Aturan 6: Gunakan kontrol orang tua. Anak membutuhkan beberapa batasan dalam menggunakan smartphone, dan salah satu cara untuk memasang pembatas tersebut adalah dengan menggunakan kontrol orang tua. Ini memungkinkan anak tidak mendownload sembarang aplikasi karena harus izin orangtua.
Aturan 7: Ciptakan zona larangan ponsel. Orangtua menetapkan waktu dan tempat dilarang menggunakan smartphone, misalnya satu atau setengah jam sebelum tidur, saat makan malam keluarga, saat berbincang serius, saat liburan, dan saat berkegiatan di luar rumah.
Aturan 8: Berikan anak Anda kebebasan di dunia nyata. Jika kita ingin mengurangi masa kecil yang dihabiskan dengan ponsel, kita harus mengembalikan anak-anak kita ke masa bermain dan kemandirian. Atau, dengan kata lain: singkirkan smartphone atau tablet dan buka pintu rumah.
Aturan 9: Waspadai laptop—dan konsol game, dan tablet, dan… Mengenai tablet: jangan membelikan tablet untuk anak. Jika suatu saat dibutuhkan, mereka bisa meminjam dari orangtua. Mengenai konsol game: jangan meletakkan konsol game atau komputer desktop di kamar tidur anak-anak; gunakan kontrol orang tua untuk memastikan mereka tidak bermain game setelah tidur dan tidak mengunduh game yang tidak diketahui orangtua; dan tetapkan batas waktu bermain game, terutama di malam hari saat anak-anak bersekolah esok hari. Mengenai laptop: gunakan kontrol orang tua untuk memblokir media sosial dan situs-situs yang tidak pantas sebelum orangtua memberikan laptop pribadi kepada anaknya.

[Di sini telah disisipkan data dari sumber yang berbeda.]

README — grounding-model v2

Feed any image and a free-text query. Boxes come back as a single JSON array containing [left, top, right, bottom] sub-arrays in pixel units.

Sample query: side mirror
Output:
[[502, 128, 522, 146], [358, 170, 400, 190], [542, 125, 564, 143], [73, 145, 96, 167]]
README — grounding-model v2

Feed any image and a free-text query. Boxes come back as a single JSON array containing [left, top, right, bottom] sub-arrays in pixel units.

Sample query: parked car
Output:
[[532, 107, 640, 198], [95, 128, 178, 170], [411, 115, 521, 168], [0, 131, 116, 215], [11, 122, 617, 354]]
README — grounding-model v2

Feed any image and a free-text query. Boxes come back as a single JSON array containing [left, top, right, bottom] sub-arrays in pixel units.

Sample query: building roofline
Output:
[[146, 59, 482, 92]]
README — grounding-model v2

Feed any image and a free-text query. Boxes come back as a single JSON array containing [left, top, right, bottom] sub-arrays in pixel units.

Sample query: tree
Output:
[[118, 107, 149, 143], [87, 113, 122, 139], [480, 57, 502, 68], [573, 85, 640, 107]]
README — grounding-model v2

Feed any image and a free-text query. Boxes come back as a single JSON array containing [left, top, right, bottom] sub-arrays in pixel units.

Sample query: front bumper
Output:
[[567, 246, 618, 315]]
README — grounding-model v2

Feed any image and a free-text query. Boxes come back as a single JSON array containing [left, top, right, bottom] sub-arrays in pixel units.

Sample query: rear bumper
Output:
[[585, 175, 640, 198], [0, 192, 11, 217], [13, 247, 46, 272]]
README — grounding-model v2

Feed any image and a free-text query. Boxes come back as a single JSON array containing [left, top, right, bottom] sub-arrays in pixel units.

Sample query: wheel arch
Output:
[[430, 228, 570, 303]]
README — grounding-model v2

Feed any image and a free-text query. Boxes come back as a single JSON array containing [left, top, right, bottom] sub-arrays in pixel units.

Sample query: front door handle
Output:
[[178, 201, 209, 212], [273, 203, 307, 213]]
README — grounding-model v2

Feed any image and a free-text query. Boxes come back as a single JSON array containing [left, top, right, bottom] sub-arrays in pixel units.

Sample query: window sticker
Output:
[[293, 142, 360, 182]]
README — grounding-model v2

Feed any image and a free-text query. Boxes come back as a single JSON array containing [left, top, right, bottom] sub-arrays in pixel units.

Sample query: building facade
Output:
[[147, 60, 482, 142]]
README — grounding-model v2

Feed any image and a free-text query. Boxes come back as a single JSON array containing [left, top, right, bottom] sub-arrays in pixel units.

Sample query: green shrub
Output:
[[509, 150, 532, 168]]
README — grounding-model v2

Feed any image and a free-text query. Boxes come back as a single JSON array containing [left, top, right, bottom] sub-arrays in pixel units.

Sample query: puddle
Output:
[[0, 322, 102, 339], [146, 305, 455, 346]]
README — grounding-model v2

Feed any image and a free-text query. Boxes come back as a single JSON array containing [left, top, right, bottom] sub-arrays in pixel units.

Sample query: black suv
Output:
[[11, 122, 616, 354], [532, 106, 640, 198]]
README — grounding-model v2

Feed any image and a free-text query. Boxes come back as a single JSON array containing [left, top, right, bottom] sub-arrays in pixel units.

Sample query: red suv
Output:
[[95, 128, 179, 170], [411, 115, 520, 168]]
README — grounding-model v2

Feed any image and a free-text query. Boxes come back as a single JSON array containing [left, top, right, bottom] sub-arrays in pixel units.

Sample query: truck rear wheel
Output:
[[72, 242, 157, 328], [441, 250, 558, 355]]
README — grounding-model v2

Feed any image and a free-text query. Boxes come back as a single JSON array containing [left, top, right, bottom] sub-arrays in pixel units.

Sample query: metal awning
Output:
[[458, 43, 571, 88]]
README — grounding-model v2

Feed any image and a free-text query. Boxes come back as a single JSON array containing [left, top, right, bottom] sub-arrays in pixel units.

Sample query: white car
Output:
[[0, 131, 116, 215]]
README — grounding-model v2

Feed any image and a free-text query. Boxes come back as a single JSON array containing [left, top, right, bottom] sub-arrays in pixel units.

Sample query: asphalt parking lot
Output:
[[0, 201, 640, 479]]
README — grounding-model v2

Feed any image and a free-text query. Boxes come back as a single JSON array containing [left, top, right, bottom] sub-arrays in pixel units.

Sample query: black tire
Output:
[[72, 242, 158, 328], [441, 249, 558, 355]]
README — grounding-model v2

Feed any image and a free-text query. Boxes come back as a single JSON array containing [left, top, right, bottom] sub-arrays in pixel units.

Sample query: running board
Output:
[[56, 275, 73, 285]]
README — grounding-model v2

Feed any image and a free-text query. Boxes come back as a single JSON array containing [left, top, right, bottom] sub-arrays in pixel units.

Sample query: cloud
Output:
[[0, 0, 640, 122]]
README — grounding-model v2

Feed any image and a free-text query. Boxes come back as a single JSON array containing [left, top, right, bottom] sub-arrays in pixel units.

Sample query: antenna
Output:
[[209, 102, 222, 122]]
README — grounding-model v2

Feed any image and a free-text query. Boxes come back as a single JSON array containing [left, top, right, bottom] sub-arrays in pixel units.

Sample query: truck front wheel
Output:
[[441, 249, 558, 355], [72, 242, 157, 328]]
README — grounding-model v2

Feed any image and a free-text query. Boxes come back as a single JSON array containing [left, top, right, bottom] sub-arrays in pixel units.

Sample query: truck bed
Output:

Aturan 10: Advokasi larangan ponsel selama jam sekolah. Tidak ada ponsel selama di sekolah, dari bel masuk kelas sampai bel pulang sekolah. Hal ini dapat membuat siswa lebih fokus di ruang kelas, memungkinkan saling berinteraksi selama jam istirahat, mengurangi waktu yang digunakan bermain ponsel setiap hari, dan mengurangi kejadian bullying di sekolah akibat penggunaan media sosial.